Tener una pensión suficiente para el momento de su retiro es tal vez uno de esos sueños que ya pocos tienen. La realidad en América Latina es que la informalidad ha llevado a que no se cotice en los sistemas de pensiones y que al final de su vida laboral las personas vivan de la renta de inmuebles, o en el peor de los casos esperando un subsidio.

Hoy, países como Perú, Chile, México y Colombia plantean propuestas de cambio a sus sistemas pensionales y en algunos casos se han tomado decisiones que no son saludables para las finanzas públicas ni personales.

Guillermo Arthur, presidente de la Federación Internacional de Administradoras de Pensiones (FIAP), aseguró que el futuro pensional en la región no es muy alentador por el impacto de la pandemia y del retiro de ahorros.

“La pandemia dejará a los países con una fuerte reducción en el número de trabajadores que aporten a la seguridad social, por una mayor desocupación, simultáneamente, por estímulos para reactivar la economía y ayudar a las personas y por el financiamiento del sistema de salud. Por lo anterior, es posible que muchos países no puedan continuar subsidiando el déficit de los sistemas de reparto y se vean obligados a realizar ajustes en diversos parámetros para reducir los costos. Tales como incrementar los aportes de los trabajadores, incrementar la edad de jubilación y cambiar la fórmula de entrega de los beneficios”, señaló.

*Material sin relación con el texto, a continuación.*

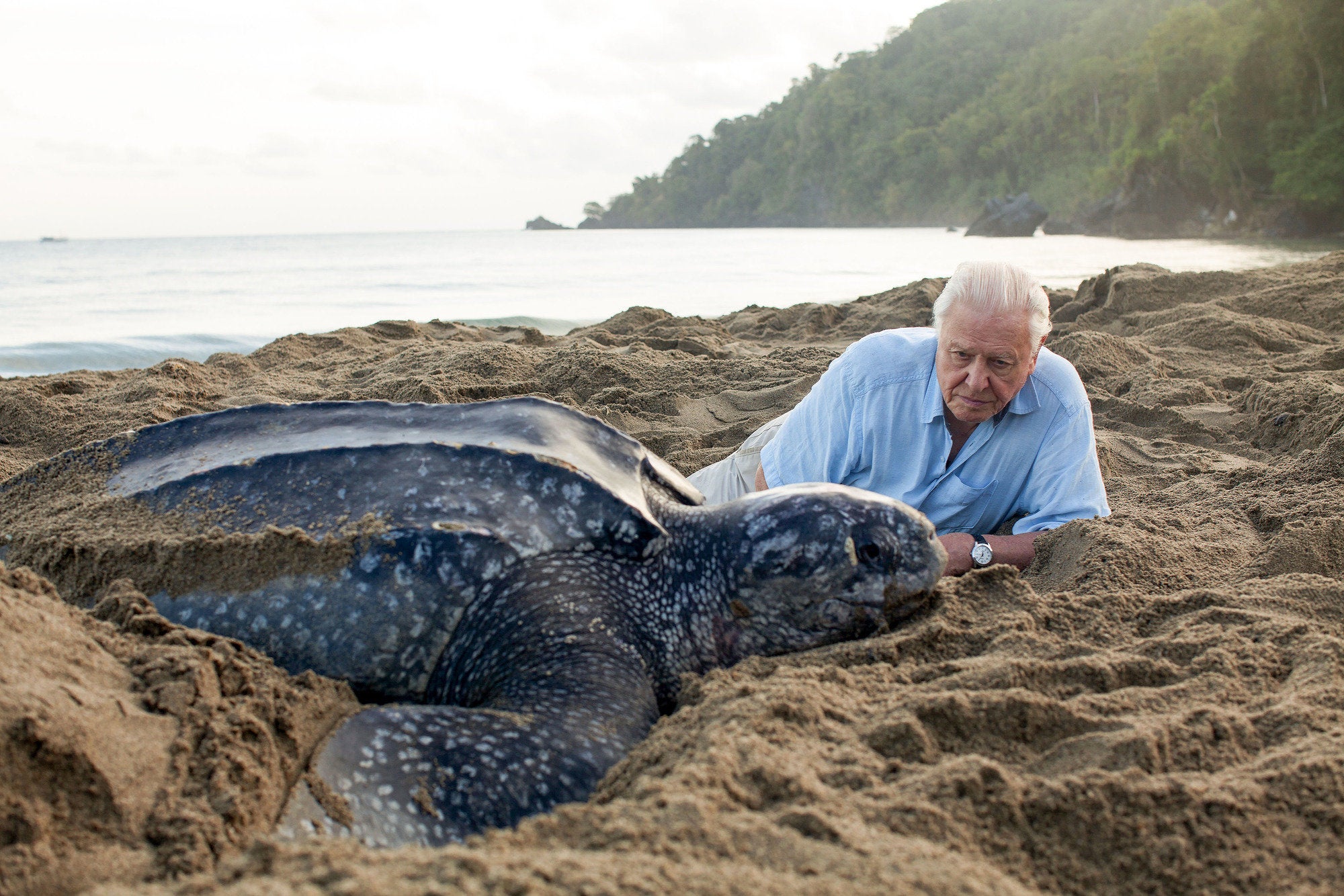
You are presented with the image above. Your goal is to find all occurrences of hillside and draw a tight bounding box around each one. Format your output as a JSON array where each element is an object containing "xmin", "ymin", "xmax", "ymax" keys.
[{"xmin": 583, "ymin": 0, "xmax": 1344, "ymax": 235}]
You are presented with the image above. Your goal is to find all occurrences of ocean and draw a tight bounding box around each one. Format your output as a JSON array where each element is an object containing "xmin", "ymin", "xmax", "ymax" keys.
[{"xmin": 0, "ymin": 228, "xmax": 1341, "ymax": 376}]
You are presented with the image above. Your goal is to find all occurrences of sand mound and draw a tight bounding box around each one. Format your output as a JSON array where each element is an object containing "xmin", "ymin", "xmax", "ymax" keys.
[{"xmin": 0, "ymin": 253, "xmax": 1344, "ymax": 893}]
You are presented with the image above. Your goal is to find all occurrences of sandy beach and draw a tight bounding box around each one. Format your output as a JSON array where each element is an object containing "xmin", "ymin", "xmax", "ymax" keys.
[{"xmin": 0, "ymin": 251, "xmax": 1344, "ymax": 896}]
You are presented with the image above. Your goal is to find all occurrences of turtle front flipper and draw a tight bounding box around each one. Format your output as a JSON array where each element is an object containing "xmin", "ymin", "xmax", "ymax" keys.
[
  {"xmin": 277, "ymin": 559, "xmax": 659, "ymax": 846},
  {"xmin": 276, "ymin": 664, "xmax": 657, "ymax": 846}
]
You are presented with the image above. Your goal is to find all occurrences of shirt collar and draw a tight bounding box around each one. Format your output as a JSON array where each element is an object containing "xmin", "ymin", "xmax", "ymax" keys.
[{"xmin": 923, "ymin": 360, "xmax": 1040, "ymax": 424}]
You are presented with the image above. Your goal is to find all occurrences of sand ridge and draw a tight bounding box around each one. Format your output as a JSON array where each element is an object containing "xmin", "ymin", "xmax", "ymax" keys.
[{"xmin": 0, "ymin": 253, "xmax": 1344, "ymax": 893}]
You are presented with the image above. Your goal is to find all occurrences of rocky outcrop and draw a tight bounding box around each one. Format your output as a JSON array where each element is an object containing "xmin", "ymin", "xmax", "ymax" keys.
[
  {"xmin": 1040, "ymin": 218, "xmax": 1087, "ymax": 236},
  {"xmin": 1079, "ymin": 169, "xmax": 1208, "ymax": 239},
  {"xmin": 965, "ymin": 193, "xmax": 1050, "ymax": 236}
]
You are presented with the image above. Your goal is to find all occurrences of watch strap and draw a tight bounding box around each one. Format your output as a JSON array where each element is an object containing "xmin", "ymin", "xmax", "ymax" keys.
[{"xmin": 970, "ymin": 535, "xmax": 995, "ymax": 570}]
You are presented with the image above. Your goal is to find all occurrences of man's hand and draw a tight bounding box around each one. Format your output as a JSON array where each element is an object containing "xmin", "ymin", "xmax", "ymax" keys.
[{"xmin": 938, "ymin": 532, "xmax": 1040, "ymax": 575}]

Respecto a la interrogante de cuál será el impacto de medidas adoptadas por Chile y Perú de permitir el retiro de parte de los ahorros pensionales por la pandemia, el especialista consideró que “el retiro de los fondos afectará negativamente el monto de las pensiones. Este impacto depende de la magnitud del retiro. En el caso de Chile, el monto del retiro aprobado es de 10%, con un límite mínimo y máximo, lo que implica que aquellos trabajadores jóvenes o informales retiren hasta 100% de sus ahorros y los trabajadores con menor mayor edad retiren un bajo porcentaje. En Perú, se presentaron reformas que comenzaron el 2016, las cuales permiten el retiro de fondos frente a distintas contingencias y la suspensión de cotizaciones. Esto anticipa un enorme impacto negativo en el monto de las pensiones”.

En el caso de México, opinó que su reforma es acertada, porque ataca correctamente las causas de las bajas pensiones y eleva paulatinamente la actual tasa de cotización que es de solo 6.5 hasta 15 por ciento.

Ante la interrogante de cómo un sistema pensional puede ser efectivo si la gente no cotiza, Guillermo Arthur señaló que “sin lugar a dudas la informalidad es un gran problema en Latinoamérica, ya que ésta afecta negativamente a la magnitud de los beneficios que pueden entregar los sistemas contributivos”.

Concluye que en primer lugar se debe establecer, como se está haciendo en la mayoría de los países latinoamericanos, un pilar no contributivo para proteger a los trabajadores informales. Simultáneamente, tomar medidas que permitan en el mediano plazo reducir la informalidad del trabajo.